Adding Fuel to the Alimony and Custody Reform Fire

by | Apr 25, 2016

On April 15, 2016, Governor Rick Scott vetoed a controversial bill that would have overhauled the state’s laws related to alimony – essentially ending permanent alimony and instead basing alimony decisions on formulas relating to the length of the marriage and spouses’ incomes. In the area of child custody, the measure would have judges implement what would have amounted to equal time-sharing of children in divorce cases unless there were extenuating circumstances.

Scott’s decision was based heavily on the custody aspect of the bill. In a statement regarding his decision, he expressed concern that the legislation would have an adverse effect on children and had the potential to put the wants of a parent before that of the child.

“Current law directs a judge to consider the needs and interests of the children first when determining a parenting plan and time-sharing schedule,” said Scott. “This bill has the potential to upend that policy by creating a premise of equal time sharing. The state’s judges must consider each family’s unique situation and abilities, and put the best interests of the child above all else.”

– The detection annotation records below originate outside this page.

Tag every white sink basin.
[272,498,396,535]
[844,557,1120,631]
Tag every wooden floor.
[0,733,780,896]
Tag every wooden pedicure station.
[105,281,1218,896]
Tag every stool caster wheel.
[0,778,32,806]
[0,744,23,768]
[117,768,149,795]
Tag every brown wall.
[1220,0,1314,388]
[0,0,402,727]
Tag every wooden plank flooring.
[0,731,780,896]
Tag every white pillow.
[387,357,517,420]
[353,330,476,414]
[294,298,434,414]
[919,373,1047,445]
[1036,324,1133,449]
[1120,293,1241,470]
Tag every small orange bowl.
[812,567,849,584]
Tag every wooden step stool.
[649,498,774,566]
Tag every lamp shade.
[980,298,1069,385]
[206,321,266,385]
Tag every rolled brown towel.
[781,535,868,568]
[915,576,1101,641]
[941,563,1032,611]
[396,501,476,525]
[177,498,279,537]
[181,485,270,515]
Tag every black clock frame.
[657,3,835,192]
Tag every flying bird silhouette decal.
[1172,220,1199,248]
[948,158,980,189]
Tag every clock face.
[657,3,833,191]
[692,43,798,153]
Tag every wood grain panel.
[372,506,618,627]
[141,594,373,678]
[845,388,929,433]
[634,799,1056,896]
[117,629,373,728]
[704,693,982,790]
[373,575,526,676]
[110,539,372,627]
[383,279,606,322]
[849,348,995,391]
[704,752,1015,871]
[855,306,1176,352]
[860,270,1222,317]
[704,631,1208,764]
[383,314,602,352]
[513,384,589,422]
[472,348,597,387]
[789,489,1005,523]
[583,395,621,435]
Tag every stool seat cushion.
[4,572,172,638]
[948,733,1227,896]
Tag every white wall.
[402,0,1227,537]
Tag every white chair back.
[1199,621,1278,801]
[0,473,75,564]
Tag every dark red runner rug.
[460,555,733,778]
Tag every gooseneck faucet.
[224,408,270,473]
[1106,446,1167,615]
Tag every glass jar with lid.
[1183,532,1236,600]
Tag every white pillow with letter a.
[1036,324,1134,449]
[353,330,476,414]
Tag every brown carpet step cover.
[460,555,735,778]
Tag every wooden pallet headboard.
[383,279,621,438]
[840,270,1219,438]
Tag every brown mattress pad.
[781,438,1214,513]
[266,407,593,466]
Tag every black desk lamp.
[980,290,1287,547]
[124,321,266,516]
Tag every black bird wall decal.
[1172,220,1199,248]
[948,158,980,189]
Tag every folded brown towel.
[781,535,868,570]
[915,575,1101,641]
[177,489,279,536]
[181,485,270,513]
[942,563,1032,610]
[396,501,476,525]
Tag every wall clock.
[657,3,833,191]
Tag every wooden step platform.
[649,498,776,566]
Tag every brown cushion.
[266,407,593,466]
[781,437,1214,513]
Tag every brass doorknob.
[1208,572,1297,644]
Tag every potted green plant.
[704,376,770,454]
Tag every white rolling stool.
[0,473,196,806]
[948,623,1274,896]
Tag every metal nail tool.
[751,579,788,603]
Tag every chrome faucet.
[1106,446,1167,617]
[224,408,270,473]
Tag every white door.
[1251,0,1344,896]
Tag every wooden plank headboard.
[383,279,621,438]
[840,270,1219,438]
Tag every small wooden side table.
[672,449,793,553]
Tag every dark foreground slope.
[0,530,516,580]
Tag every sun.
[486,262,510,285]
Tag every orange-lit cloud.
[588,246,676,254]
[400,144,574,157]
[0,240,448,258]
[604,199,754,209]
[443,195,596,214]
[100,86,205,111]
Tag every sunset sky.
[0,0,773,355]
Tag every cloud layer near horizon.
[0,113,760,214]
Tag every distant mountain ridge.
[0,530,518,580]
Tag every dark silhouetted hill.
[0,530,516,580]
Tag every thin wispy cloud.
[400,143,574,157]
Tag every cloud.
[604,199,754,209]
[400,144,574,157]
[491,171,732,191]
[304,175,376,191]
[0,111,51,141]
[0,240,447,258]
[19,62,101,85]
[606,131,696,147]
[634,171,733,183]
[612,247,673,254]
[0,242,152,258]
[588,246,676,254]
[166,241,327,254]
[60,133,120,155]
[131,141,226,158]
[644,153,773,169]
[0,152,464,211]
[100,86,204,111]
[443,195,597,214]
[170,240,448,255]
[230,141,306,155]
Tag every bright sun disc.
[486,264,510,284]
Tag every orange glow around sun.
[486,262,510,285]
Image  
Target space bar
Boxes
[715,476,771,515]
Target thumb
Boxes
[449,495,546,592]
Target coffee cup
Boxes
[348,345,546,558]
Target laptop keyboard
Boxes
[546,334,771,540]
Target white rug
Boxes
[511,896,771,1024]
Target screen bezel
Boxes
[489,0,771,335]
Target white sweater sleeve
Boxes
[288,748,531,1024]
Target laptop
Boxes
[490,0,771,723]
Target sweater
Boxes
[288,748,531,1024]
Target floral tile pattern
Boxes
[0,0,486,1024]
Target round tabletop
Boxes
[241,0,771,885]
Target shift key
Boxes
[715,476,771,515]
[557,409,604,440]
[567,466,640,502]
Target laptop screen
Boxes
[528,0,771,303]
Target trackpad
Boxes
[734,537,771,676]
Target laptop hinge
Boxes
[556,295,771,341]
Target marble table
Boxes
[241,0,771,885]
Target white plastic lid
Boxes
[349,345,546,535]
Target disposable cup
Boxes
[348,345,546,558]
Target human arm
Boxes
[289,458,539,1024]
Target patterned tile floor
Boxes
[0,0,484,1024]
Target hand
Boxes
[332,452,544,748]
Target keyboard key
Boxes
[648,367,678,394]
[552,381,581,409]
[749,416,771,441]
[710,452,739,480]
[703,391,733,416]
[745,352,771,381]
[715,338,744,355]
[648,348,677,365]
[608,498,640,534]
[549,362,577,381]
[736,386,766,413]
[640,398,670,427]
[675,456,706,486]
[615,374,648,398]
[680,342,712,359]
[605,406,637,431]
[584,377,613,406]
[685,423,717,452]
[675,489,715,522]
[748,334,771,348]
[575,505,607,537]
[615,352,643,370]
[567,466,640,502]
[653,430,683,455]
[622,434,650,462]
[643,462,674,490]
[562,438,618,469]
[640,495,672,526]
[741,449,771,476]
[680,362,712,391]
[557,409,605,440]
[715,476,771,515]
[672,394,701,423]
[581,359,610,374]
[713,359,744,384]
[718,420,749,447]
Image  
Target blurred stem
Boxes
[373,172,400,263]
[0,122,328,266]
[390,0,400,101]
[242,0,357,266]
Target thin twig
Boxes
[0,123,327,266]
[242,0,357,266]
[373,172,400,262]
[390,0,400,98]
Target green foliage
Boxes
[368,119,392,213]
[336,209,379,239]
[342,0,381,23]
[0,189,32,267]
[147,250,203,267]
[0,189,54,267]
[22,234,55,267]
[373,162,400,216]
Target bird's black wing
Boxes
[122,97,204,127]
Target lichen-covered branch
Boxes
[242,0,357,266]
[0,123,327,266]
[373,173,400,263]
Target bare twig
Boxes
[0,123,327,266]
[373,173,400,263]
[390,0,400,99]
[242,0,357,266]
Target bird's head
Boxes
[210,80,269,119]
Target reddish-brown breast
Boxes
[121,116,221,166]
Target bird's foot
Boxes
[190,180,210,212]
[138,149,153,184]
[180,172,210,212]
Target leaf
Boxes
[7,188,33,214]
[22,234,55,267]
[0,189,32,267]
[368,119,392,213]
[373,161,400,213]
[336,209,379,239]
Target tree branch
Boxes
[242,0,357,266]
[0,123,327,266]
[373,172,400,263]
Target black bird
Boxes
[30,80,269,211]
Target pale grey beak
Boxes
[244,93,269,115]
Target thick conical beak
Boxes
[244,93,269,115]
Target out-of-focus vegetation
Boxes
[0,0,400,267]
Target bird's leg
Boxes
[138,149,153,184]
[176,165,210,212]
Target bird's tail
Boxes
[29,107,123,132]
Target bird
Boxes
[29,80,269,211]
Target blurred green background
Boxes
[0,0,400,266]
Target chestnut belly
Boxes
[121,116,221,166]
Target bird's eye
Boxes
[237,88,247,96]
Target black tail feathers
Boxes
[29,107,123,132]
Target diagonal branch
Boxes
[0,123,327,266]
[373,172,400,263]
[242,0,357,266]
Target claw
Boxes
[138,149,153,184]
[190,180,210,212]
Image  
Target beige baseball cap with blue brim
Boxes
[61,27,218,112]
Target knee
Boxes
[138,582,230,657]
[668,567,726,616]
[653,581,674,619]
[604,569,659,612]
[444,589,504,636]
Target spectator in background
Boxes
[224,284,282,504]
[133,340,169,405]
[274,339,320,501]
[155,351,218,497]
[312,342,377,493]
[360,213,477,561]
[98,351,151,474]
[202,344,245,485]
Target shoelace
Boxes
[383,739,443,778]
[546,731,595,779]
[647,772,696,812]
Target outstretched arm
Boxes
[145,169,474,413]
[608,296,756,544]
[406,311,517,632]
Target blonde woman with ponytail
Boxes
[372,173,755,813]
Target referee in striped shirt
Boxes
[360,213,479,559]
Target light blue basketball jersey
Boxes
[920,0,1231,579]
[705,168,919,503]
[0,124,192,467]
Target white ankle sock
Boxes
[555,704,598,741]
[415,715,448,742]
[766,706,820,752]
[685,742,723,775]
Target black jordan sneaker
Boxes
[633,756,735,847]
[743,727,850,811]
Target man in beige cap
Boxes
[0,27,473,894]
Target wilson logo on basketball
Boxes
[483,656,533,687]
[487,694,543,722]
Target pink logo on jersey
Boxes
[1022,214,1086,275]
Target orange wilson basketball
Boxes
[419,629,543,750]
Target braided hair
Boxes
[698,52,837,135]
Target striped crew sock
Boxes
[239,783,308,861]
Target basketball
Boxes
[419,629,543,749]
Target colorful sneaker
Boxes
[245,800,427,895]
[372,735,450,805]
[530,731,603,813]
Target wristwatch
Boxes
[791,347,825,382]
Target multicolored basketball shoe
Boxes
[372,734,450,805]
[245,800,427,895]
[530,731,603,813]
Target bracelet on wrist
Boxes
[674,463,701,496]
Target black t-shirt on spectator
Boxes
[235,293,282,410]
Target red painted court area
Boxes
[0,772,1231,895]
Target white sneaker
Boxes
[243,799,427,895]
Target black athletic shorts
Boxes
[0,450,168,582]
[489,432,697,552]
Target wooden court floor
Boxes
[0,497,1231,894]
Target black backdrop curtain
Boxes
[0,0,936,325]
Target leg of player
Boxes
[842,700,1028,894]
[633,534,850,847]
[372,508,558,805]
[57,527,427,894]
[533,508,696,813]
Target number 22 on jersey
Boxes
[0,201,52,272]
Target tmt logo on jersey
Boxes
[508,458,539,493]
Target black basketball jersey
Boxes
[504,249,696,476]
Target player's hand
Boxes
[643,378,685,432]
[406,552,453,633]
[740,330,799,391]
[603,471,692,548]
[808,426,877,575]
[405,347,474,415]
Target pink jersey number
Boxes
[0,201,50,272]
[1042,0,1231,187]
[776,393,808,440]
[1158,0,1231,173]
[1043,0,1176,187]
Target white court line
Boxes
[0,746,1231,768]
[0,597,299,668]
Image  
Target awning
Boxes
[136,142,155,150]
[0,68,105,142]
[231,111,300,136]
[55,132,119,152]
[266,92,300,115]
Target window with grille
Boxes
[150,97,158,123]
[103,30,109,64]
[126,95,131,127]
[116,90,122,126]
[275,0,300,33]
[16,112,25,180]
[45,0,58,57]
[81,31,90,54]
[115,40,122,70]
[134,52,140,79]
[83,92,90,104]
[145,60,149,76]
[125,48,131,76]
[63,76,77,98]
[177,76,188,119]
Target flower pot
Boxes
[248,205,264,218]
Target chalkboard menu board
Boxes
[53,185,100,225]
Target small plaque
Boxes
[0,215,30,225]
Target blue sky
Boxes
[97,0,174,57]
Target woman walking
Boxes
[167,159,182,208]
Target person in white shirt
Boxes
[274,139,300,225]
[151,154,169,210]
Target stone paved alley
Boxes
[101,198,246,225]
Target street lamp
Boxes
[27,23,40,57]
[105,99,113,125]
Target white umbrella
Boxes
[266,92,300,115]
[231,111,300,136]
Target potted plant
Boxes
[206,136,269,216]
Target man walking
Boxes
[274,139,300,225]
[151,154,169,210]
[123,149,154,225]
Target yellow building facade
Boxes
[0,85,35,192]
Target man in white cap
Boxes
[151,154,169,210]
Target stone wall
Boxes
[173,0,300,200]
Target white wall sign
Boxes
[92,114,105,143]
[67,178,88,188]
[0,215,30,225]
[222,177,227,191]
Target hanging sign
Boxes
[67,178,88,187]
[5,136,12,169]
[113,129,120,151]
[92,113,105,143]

Scott acknowledged the controversial nature of the measure, saying it evoked passionate reactions from thousands of Floridians. Over the past few weeks, the Governor’s office received more than 11,000 emails and phone calls about the proposal. About 80 percent of those messages were from supporters.

The debate continues with many individuals and organizations issuing statements addressing their position on the outcome of this matter.

“Governor Scott has done the right thing by putting Florida’s children first,” said John Giotis, chairman of the Florida Council for Safe Communities.” Divorce is always a very difficult situation, and this bill would have put its most vulnerable victims, children, at risk. We sincerely hope that, going forward, any reforms to Florida family law will put the best interests of Florida children above all other concerns.”

Following Scott’s veto, Dr. Ned Holstein, founder and board chair of the National Parents Organization, a non-profit that seeks better lives for children through family law reform issued the following statement:

“While National Parents Organization is deeply disappointed in Gov. Rick Scott’s decision, we will continue to support the best interests of children by working to move shared parenting after divorce from the exception to the norm in Florida as well as nationwide. Nevertheless, we look forward to working constructively with the Governor as well as lawmakers nationwide in the future to advance the true best interests of children – a childhood filled with the constant love and support of not just one, but both parents after divorce.”

While there are people on both sides of the fence on this issue, all can agree that family law issues are very delicate, and deeply personal. But regardless of the outcome of the bill – or which side of the fence one is on – this matter added fuel to the alimony and custody reform fire and further confirms the need to update old thinking with new information and consideration of trends in our world.